On a balmy summer evening (yes, there were a few) the idea of tapas and perhaps a jug of sangria appealed. Altar Cafe in Mt Eden had recently extended their hours to include dinner, so off we went.
The sign on the wall outside the old two-storeyed villa clearly stated that tapas were on offer.
For the proprietors of Altar, we have two suggestions.
First of all, bog-standard starters or entrees are not tapas. Tapas are small, shared plates of Spanish food such as patatas bravas, albondigas, squid, small cutlets and similar offerings. Fries of any variety, vol au vents, wedges and nachos are not tapas, in my book.
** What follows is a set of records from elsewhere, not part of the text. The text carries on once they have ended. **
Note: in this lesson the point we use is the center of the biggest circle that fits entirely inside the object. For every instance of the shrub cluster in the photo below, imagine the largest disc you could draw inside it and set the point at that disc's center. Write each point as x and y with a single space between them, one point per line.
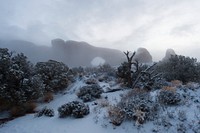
169 97
46 112
18 85
75 108
89 93
137 106
21 82
181 68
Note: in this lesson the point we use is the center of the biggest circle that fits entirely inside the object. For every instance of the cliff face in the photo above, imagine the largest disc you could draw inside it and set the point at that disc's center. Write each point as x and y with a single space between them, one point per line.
82 53
72 53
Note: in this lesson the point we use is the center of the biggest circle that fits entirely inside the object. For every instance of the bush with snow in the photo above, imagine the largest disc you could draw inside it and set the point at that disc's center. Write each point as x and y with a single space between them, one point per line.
136 105
46 112
17 84
75 108
169 97
89 93
179 67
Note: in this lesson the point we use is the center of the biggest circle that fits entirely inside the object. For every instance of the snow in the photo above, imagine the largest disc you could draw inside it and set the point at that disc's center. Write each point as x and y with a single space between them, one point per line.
97 61
97 121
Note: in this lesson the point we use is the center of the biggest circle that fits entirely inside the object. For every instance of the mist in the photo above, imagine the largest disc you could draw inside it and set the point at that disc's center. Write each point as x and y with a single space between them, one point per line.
117 24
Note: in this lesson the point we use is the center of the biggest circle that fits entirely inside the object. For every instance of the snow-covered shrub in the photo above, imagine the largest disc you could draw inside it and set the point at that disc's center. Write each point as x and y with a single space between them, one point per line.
181 128
91 81
46 112
89 93
54 75
169 97
181 68
75 108
17 111
196 128
116 115
17 84
48 97
138 105
182 115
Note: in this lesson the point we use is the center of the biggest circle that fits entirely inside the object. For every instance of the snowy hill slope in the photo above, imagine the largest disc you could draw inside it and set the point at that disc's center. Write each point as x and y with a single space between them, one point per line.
97 121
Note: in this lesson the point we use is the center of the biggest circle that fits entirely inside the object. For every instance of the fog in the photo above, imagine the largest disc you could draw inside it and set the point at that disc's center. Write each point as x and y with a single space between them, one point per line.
118 24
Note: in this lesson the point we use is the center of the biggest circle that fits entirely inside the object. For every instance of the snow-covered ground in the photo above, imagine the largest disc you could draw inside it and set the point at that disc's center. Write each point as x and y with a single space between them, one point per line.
98 122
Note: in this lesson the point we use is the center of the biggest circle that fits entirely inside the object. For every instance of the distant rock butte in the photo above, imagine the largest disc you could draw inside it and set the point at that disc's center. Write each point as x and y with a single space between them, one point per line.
168 54
143 56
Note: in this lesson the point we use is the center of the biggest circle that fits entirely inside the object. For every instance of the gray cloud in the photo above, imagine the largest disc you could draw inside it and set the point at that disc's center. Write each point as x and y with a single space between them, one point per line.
121 24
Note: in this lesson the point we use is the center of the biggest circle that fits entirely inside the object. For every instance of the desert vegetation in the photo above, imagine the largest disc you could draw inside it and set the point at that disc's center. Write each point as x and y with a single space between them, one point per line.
147 91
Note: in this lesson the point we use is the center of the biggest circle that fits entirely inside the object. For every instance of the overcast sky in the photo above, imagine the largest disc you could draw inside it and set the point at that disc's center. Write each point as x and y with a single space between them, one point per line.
121 24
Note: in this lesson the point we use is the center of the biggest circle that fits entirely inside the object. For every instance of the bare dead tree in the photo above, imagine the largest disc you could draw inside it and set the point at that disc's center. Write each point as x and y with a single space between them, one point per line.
134 73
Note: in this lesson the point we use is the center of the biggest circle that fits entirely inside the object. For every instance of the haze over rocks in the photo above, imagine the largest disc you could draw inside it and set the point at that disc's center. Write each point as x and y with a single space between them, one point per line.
70 52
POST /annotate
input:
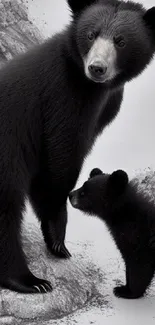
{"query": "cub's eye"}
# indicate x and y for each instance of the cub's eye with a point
(119, 41)
(91, 36)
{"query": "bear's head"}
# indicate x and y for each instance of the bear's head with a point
(100, 193)
(115, 40)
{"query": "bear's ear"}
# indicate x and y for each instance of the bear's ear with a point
(118, 181)
(78, 5)
(95, 172)
(149, 18)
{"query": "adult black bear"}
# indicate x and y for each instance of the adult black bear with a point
(54, 101)
(130, 218)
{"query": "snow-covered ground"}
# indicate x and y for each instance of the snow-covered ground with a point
(128, 143)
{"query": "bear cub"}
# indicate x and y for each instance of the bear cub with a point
(130, 217)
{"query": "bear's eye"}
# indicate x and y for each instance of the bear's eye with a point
(119, 41)
(91, 36)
Secondly, at the risk of sounding patronising, but in the interests of accuracy and professionalism, if English is not your first language or you are unsure of spellings, for heaven's sake get someone to proof-read your menu.
While the suggestion that you might like to ask your waiting staff for toady's fish of the day caused unseemly mirth at our table, it does not inspire confidence.
Of course, Altar is not the only eating establishment guilty of such glaring errors.
In the absence of anything approaching tapas status, we ordered duck liver and orange pate on house-baked brioche.
Unusually, the pate arrived already spread on toasted slices of brioche but it was perfectly pleasant and accompanied by gherkins and sliced pickled onions.
I continued the poultry theme with a main of slow-roasted duck on a kumara and coriander cake with caramelised shallots and a merlot reduction. It took a bit of getting into, as a duck leg can be awkward, but was worth the tussle, and the jus was excellent. The accompanying green beans seemed to have got lost, although they were offered as a side dish, with chorizo and olives.
Bill's rib-eye steak was cooked just the way he likes it, which is just beyond the point of death. The marquise potatoes and broccolini helped soak up a well-made red wine sauce.
The rather nervous but friendly waitress, Sherry, ventured near enough to our table to ask if we'd like dessert.
We can always be tempted by a baked cheesecake, and this white chocolate and Baileys effort was commendable. And house-made.
At times too many to count, Sherry and her fellow waitress Long Xu enquired about our level of delight or otherwise, but they had to do something, poor things. Apart from a table of four and two diners in the courtyard, we were the only patrons on this Saturday night.
The old house where Altar is based is lovely, but the interior could do with some integration of decoration and imagination. The 300-year-old Spanish altar, for which the restaurant is named, is the only redeeming feature.
It's such a shame that details let the place down. In the words of many of my school reports, could try harder.
Rating out of 10
Our meal: $108.50 for a shared starter, two mains, one dessert, two beers and two glasses of wine.
Wine list: Short and to the point. My Allan Scott sauvignon blanc was of the standard one expects.
Verdict: Some extra attention to detail would make Altar much better than it currently is. Its location and the food are worthy of more.